I recently participated in a panel in which I was asked to provide a word of advice to new graduate students in the College Student Affairs program at Rutgers University. Maybe it was my stomach growling, or maybe I was prepared to be truly insightful, but my one word of advice was: “Lunch”.
What is it about lunch that makes me advocate so strongly for it? Having lunch serves many purposes aside from keeping my energy up and providing my body with nutrients. Here are my arguments for why it’s important to take time to smell the peanut butter and jelly sandwich.

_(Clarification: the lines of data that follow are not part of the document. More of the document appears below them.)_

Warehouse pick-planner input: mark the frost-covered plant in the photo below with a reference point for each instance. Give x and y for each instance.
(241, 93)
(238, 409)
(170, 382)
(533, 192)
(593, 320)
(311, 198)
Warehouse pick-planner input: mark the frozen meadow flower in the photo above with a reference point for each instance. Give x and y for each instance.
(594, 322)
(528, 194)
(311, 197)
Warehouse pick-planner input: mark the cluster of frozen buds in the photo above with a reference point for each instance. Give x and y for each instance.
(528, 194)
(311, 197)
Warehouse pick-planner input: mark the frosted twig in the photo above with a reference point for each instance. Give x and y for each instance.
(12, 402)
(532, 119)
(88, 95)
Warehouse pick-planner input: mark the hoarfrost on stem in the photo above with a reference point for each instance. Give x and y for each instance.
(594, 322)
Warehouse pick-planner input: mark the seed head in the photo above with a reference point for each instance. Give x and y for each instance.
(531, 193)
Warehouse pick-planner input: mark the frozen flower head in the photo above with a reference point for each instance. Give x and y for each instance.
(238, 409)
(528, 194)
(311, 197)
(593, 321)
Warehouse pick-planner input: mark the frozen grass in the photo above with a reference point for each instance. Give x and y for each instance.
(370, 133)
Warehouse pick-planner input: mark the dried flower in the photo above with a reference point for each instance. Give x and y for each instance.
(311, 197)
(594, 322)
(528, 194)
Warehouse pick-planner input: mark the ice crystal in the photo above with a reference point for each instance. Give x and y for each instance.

Read up. Who says a “working lunch” has to take place at your desk, in front of your computer, answering e-mails? I often take a lunch break with a good book, many of which I consider to be a part of my professional development. My latest recommended reads include Drive by Daniel Pink, A New Culture of Learning by Douglas Thomas and John Seely Brown, and The Happiness Project by Gretchen Rubins. It’s professional development at little cost!

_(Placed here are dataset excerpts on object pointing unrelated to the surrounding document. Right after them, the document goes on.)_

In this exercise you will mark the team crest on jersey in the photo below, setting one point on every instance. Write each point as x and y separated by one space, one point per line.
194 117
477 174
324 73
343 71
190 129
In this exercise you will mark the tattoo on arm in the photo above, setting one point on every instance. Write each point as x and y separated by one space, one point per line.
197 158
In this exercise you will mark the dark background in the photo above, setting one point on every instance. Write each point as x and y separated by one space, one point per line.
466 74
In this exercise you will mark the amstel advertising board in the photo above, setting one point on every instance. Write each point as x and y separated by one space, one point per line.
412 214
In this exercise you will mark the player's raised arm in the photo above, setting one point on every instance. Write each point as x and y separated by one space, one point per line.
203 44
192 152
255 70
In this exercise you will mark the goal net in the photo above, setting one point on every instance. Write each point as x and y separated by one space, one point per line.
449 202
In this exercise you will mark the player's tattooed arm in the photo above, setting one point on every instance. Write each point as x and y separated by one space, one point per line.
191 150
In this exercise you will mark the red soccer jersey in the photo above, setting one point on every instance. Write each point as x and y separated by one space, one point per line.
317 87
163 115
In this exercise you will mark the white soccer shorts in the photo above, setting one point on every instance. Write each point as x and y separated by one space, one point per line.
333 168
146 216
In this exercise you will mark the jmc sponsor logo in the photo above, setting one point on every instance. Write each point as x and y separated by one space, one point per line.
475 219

Network. There are few things I love more than having a great lunch date. Are you planning to run some ideas by a colleague for an upcoming training? Brainstorming ways to get involved with a student affairs conference? Meeting up with colleagues outside of student affairs? These are just three of the reasons why I’ve set up lunch dates, and all of them have been worthwhile. Just make sure that you’re up front about whether you are buying or bringing your food – things can get awkward if one person is eating a homemade snack and the other is eating a heaping portion of burgers and fries.
Brown bag it. Many professional development opportunities come in the form of a “brown bag” discussion on topics like student supervision, higher education law, and assessment (we’ve done all of these at Rutgers, and recently). Consider hosting a brown bag lunch in order to get feedback from colleagues on a recent program or event – treat it like an informal focus group.
Refresh and recharge. The end of August is the most stressful time of year, and lunch can be the saving grace for student affairs professionals. Leave the office or take a walk with someone just to shake off the stress of the day. Taking a break is the simplest thing you can do to improve the quality of your work.
Do you look forward to the clock striking 12? From burritos to Lean Cuisines, lunch is about more than just the food.